En una ensenada a la derecha del cabo está el Tapotupotu Camping Area, gestionado por el DOC. La verdad que sería estupendo pasar el día aquí, pero eso es algo que hoy ya no podemos elegir. Desandamos camino para salir de la península, no sin antes hacer un alto para comer. La verdad es que recorrer 100 kilómetros ida y otros tantos vuelta solo para venir aquí puede parecer cargante, pero nosotros nos sentimos muy satisfechos con la experiencia.
Lo que no satisface tanto es el episodio que sucede ahora, el tercero y último de los autos locos versión neozelandesa. Hace unos minutos (no muchos) que vienen detrás de mí tres coches. En cuanto llegamos a un tramo despejado, como es de rigor, facilito el adelantamiento. Pasa el primero, pasa el segundo, y cuando está adelantando el tercero, un todoterreno granate bastante guarro, veo que inicia la maniobra de reincorporación sin esperar a rebasarme. Ante la inminente colisión, no me queda otra que frenar. Clavo el claxon y le lanzo todos los insultos que conozco. En español, en inglés y en maorí.
Superado el susto y el cabreo, reflexiono sobre la zafia jugada: no venían vehículos de frente y tenía espacio de sobra. ¿Por qué lo ha hecho, entonces? Resulta evidente que ha sido de una agresividad deliberada. ¿Acaso es porque circulamos en autocaravana de alquiler? Aparte de los incidentes reseñados, he percibido más de una actitud hostil, y pienso que es posible que haya gente aquí a la que no le gusten los turistas y quieran hacérselo saber, aunque para ello se arriesguen a un accidente.
Más tarde buscaré estadísticas sobre accidentes de tráfico y descubriré, para mi asombro, que Nueva Zelanda tiene una tasa de fallecidos por cada cien mil habitantes de 10,1. Superior a la de España (9,3), pero también a la de sus vecinos australianos (7,8) o sus homólogos canadienses (8,8) por no hablar de los países en los que nos gusta fijarnos: Francia (7,5), Alemania (6), Reino Unido (5,4) o Suecia (5,2). Cifras absolutamente atípicas para un país como este, que presume de civilizado y ordenado y donde, por regla general, se observa un escrupuloso respeto a las normas. ¿Es el clima, la orografía, el alcoholismo o, sencillamente, un sector de población que está aún sin domesticar? Me quedo con la intriga.
De nuevo en Awanui, giramos a la izquierda siguiendo el contorno de la costa. Ayer pensábamos hacer el cambio de aguas en Kaiteia, pero como pasamos de largo vamos pero que muy apurados. A 30 kilómetros está Mangonui, que cuenta con una estupenda dump station.

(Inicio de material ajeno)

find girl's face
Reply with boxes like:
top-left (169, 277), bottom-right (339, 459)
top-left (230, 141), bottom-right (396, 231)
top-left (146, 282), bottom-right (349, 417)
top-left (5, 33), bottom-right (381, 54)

Continuamos camino. Aquí la costa es muy accidentada, y alternamos el recorrido interior con las bahías. Nuestro último destino del día es Matauri Bay, adonde se llega por una zizagueante carretera repleta de vistas espectaculares. El descenso hacia la costa también es imponente.

Matauri Bay y las Islas Cavalli
Matauri Bay
Matauri Bay. En ese promontorio está el memorial del Rainbow Warrior
Matauri Bay y las Islas Cavalli
Aparcamos y nos vamos a dar un paseo por la playa. No se ve ni un alma. A un extremo está el Matauri Bay Holiday Park, el primer camping con gasolinera que veo en mi vida. Y en el promontorio que hay detrás se halla el memorial del Rainbow Warrior, el buque de Greenpeace que en 1985 hundieron los servicios secretos de Francia por protestar contra las pruebas nucleares que realizaba dicho país en el atolón de Mururoa. Posteriormente, el pecio fue reflotado y trasladado junto a las Islas Cavalli, donde se convirtió en arrecife artificial para deleite de moluscos y submarinistas. Las pruebas nucleares francesas cesaron definitivamente en 1996, en gran parte debido a las protestas que se sucedieron por todo el mundo.
Al otro lado de la playa hay una especie de asentamiento constituido por caravanas y bungalows, pero da bastante mal rollo: la mayoría se hallan en estado ruinoso, y solo unas pocas parecen hallarse habitadas. Nos marchamos.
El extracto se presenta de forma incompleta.